016-27-21 Ark. Code R. § 10

Current through Register Vol. 49, No. 6, June, 2024
Rule 016.27.21-010 - Continuous Glucose Monitors
212.208Continuous Glucose Monitors 1-1-22
A. The Arkansas Medicaid Program provides coverage for a continuous glucose monitor (CGM) for the treatment of a Medicaid client if the client has:
1. Either:
a. A presence of type 1 diabetes or any other type of diabetes with the use of insulin more than two (2) times daily; or
b. A presence of type 1 diabetes or any other type of diabetes with evidence of Level 2 or Level 3 hypoglycemia; or
c. Diagnosis of glycogen storage disease type 1a; or
d. Use of an insulin pump; and
2. Regular follow-up with a healthcare provider at a minimum every six (6) months to assess for ongoing benefit.
B. Definition. As used in this section, "continuous glucose monitor" means an instrument or device, including repair and replacement parts, that:
1. Is designed and offered for the purpose of aiding an individual with diabetes;
2 Measures glucose levels at set intervals by means of a small electrode placed under the skin and held in place by an adhesive; and
3 Is generally not useful to an individual who has not been diagnosed with diabetes.
C. Additional requirements are set out in Section 242.113.
242.113Continuous Glucose Monitors 1-1-22
A. A Continuous Glucose Monitor (CGM) is covered by Arkansas Medicaid as set out in Section 212.208 of this provider manual.
B. The correct procedure codes and modifiers are found in the following link:

View or print the procedure codes and modifiers for Durable Medical Equipment (DME), oxygen equipment and supplies, orthotic appliances, prosthetic devices and medical supplies, procedures and services.
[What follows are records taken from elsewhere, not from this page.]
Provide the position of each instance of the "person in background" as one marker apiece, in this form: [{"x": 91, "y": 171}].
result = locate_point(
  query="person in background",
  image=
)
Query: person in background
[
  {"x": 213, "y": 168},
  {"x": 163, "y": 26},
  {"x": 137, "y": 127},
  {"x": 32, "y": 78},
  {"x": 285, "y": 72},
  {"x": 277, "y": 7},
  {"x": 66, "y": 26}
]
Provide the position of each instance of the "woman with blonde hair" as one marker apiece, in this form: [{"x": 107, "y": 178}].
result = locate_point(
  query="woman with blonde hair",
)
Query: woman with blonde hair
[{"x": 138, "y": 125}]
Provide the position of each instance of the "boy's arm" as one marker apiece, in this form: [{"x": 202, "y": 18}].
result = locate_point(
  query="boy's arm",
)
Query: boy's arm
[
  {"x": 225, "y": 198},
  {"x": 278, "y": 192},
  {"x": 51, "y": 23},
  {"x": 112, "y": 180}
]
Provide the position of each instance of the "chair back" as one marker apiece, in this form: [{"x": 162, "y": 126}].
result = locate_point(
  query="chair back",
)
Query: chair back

C. A prior authorization (PA) is required for a CGM. Requests for prior authorization must be submitted to DHS or its designated vendor. View or print contact information for how to submit the request. Requests must be made on form DMS-679A titled Prescription & Prior Authorization Request for Medical Equipment Excluding Wheelchairs & Wheelchair Components. (View or print form DMS-679A and instructions for completion.)

ATTACHMENT 3.1-A

STATE PLAN UNDER TITLE XIX OF THE SOCIAL SECURITY ACT MEDICAL ASSISTANCE PROGRAM

STATE ARKANSAS

AMOUNT, DURATION AND SCOPE OF SERVICES PROVIDED

Revised: January 1, 2022

CATEGORICALLY NEEDY

7. Home Health Services
7.c.In accordance with 42 CFR 440.70(b)(3) medical supplies, equipment and appliances are suitable for use in any setting in which normal life activities take place.
(5) Diapers/Underpads

Diapers/underpads are limited to $130.00 per month, per beneficiary. The $130.00 benefit limit is a combined limit for diapers/underpads provided through the Prosthetics Program and Home Health Program. The benefit limit may be extended with proper documentation. Only patients with a medical diagnosis other than infancy which results in incontinence of the bladder and/or bowel may receive diapers. This coverage does not apply to infants who would otherwise be in diapers regardless of their medical condition. Providers cannot bill for underpads/diapers if a beneficiary is under the age of three years.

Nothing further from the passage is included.